In the Pokémon anime, they first appeared as the main antagonists of Pokémon 3: The Movie, existing in their own dimension until brought out by a girl named Molly, who had recently lost her parents. Reading her mind, they make her wishes come true, including creating the Pokémon Entei to be a surrogate father. Molly soon learns that her wishes come with threatening consequences and attempts to stop them, but the Unown are out of control, and Entei sacrifices itself to send them back to their dimension and reverse their transformations. In print media, Unown also appear in the Pokémon Adventures manga, and the different variants have also appeared on cards for the Pokémon Trading Card Game.

==Promotion and reception==
To promote Pokémon 3: The Movie, a lenticular Unown decoder was included with the VHS and DVD copies of the movie. Meanwhile, to promote Pokémon Crystal, a spelling contest called "Bee a Pokémon Master Speller" was held at the Los Angeles Public Library. Hosted by Ben Stein, participants spelled different Pokémon names using the Unown alphabet, with a prize of a trophy and two thousand US dollars towards their college tuition. All twenty-eight variants of Unown were also released as plushies in Pokémon's Sitting Cuties product line. Other merchandise such as action figures, embroidery, and stamps have been released. Line stickers depicting the twenty-eight forms of Unown were added to the social messaging platform. A Pokémon themed exhibition at the National Crafts Museum featured an exhibit based on the Unown, which was considered a particular highlight.

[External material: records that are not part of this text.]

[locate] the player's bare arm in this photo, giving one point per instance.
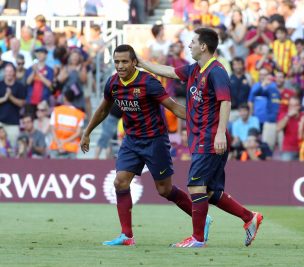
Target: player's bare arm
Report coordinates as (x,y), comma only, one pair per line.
(220,141)
(178,109)
(158,69)
(100,114)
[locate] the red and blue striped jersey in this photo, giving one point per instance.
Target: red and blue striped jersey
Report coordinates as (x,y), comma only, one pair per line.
(206,88)
(139,99)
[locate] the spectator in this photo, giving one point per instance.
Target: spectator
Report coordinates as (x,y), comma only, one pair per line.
(238,32)
(5,145)
(12,100)
(39,80)
(11,55)
(36,139)
(66,123)
(264,99)
(43,121)
(41,28)
(241,126)
(289,123)
(254,149)
(137,14)
(283,49)
(73,77)
(240,87)
(28,42)
(20,70)
(108,132)
(260,35)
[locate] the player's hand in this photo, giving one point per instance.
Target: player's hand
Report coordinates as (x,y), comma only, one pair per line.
(220,143)
(85,143)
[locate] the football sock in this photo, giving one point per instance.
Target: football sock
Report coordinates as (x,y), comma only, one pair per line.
(199,213)
(228,204)
(124,208)
(181,199)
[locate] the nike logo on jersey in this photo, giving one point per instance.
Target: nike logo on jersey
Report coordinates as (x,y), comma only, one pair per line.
(162,172)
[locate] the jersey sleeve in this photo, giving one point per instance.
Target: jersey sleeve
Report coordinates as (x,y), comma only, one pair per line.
(156,90)
(107,91)
(221,83)
(183,72)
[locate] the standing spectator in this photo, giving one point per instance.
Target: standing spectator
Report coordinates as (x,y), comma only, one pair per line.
(20,70)
(28,42)
(264,100)
(5,145)
(66,124)
(289,123)
(240,87)
(260,35)
(283,49)
(36,139)
(241,126)
(11,55)
(12,99)
(238,32)
(39,80)
(137,14)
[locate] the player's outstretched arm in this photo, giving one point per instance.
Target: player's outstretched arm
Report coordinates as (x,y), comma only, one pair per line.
(178,109)
(158,69)
(100,114)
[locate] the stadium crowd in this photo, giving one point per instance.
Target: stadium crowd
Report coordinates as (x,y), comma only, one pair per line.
(47,78)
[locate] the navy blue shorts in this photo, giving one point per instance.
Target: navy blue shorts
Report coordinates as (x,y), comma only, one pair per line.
(208,170)
(135,152)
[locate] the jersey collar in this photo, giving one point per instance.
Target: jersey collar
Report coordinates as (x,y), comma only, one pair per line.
(207,64)
(125,83)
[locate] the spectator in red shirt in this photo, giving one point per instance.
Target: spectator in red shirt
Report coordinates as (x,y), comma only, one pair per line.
(259,35)
(289,123)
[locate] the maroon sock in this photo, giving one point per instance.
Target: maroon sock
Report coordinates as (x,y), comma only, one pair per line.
(124,208)
(199,213)
(181,199)
(228,204)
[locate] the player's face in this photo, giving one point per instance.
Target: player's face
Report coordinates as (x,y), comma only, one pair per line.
(195,48)
(124,65)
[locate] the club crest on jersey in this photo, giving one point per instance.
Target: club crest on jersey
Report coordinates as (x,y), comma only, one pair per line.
(136,92)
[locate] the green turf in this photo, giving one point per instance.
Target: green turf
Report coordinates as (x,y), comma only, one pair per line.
(69,235)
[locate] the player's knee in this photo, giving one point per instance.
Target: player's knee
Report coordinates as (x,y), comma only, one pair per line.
(215,197)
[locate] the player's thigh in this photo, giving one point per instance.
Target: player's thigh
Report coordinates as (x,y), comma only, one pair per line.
(217,183)
(157,157)
(203,169)
(128,159)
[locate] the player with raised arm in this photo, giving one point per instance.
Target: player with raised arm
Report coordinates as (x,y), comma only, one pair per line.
(139,95)
(208,106)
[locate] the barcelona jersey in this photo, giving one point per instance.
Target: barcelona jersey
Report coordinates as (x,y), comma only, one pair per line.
(206,88)
(139,99)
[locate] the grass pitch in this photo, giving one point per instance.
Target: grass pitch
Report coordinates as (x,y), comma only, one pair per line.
(70,234)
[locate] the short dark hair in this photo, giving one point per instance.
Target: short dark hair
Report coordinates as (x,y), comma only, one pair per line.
(209,37)
(126,48)
(69,95)
(156,29)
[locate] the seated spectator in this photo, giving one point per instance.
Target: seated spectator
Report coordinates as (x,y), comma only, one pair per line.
(283,50)
(241,126)
(39,79)
(12,100)
(5,145)
(240,87)
(36,139)
(254,149)
(289,124)
(108,132)
(20,70)
(66,126)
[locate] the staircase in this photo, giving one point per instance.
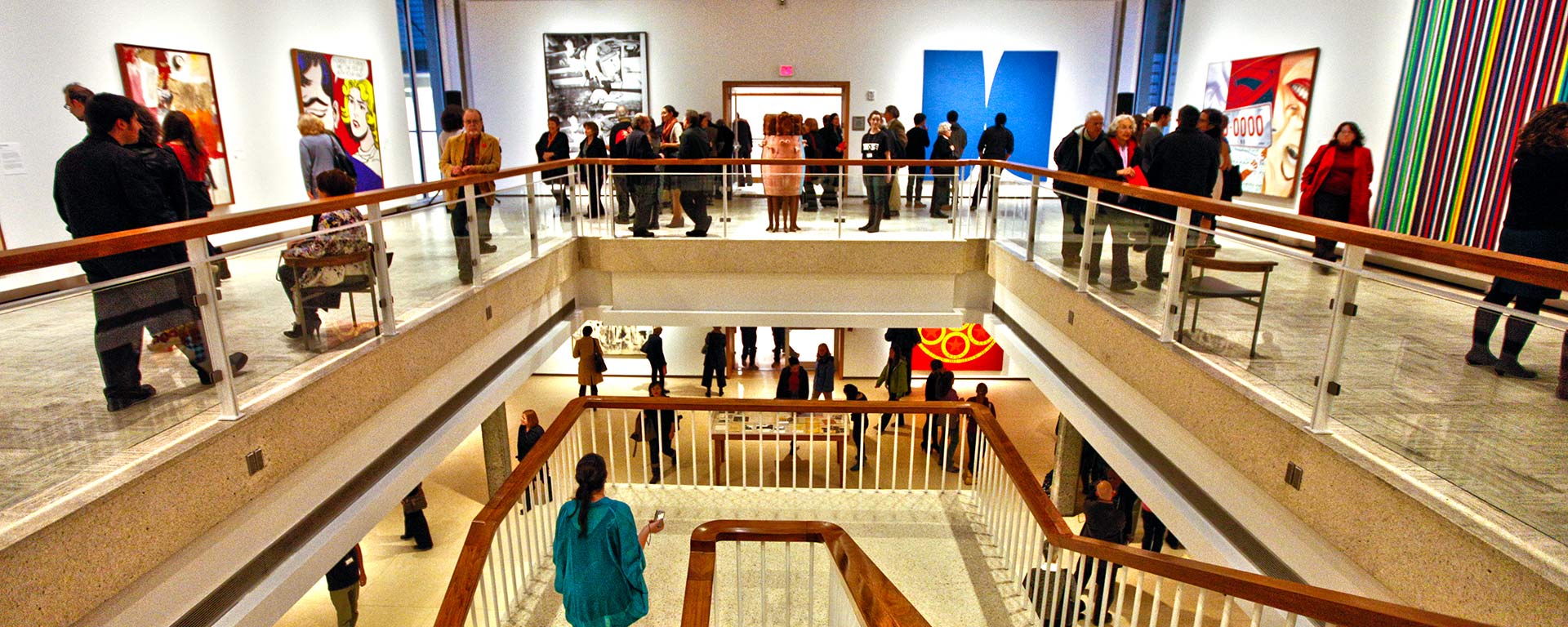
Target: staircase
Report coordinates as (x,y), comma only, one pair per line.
(929,545)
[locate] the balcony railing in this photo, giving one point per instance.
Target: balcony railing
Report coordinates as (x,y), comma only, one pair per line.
(855,591)
(510,541)
(1366,350)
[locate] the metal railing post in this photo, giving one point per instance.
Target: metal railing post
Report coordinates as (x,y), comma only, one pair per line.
(1344,306)
(996,182)
(574,193)
(533,216)
(378,242)
(612,209)
(1170,292)
(474,231)
(1034,214)
(212,330)
(1087,247)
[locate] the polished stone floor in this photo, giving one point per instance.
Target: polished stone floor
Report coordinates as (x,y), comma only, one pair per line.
(57,434)
(1404,381)
(405,587)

Unown have received generally negative reception since their appearance in Pokémon Gold and Silver, with IGN writer Kat Bailey identifying it as the worst Pokémon. In another article, Bailey criticized their gimmick as well as their uselessness in combat. Both IGN and Variety felt that it lacked the appeal of other Pokémon species, with IGN calling Unown one of the "most useless Pokémon in existence" due to their weakness and lack of an evolution. The Unown have been cited as a missed opportunity in the series' lore, with the collection element of the species being considered tedious and tiresome. Screen Rant writer Devin Ellis Friend stated this further, feeling like the gimmick behind Unown was one of the series' most pointless. He noted how, aside from their gimmick, they are too weak, saying that their only move, Hidden Power, is "essentially random." In an analysis of the article on 1UP FM, Philip Kollar felt they had appeal with children, and added "another layer" for those trying to complete the Pokédex. The Unown's mysterious nature was highlighted by Mic writer Alex Borkowski, who stated that the Unown were "one of the stranger parts of the Pokémon universe that hasn't been retconned yet and doesn't really offer any sort of explanation [...] It's not much, but it also doesn't have to be." In 2006, research was done on using Unown to teach the biological concepts of classification and phylogeny to students, with the researchers finding the results to be "very encouraging".

The Unown also received minor praise for their appearance in Pokémon 3: The Movie, with the Escapist Magazine describing the Unown as "eerie" stating that "They almost come across as a force of nature, something more powerful than our heroes could imagine." TheGamer writer Stacey Henley stated that the Unown were a narratively interesting idea in the Pokémon franchise that were heavily underutilized. She further stated that while the movie only scratched the surface of the Unown, citing that "Without it, the Unown potential would have been squandered completely, instead of only being mostly squandered as it is right now." The Unown's transformation of reality has been analyzed as a metaphor for the power of words and language.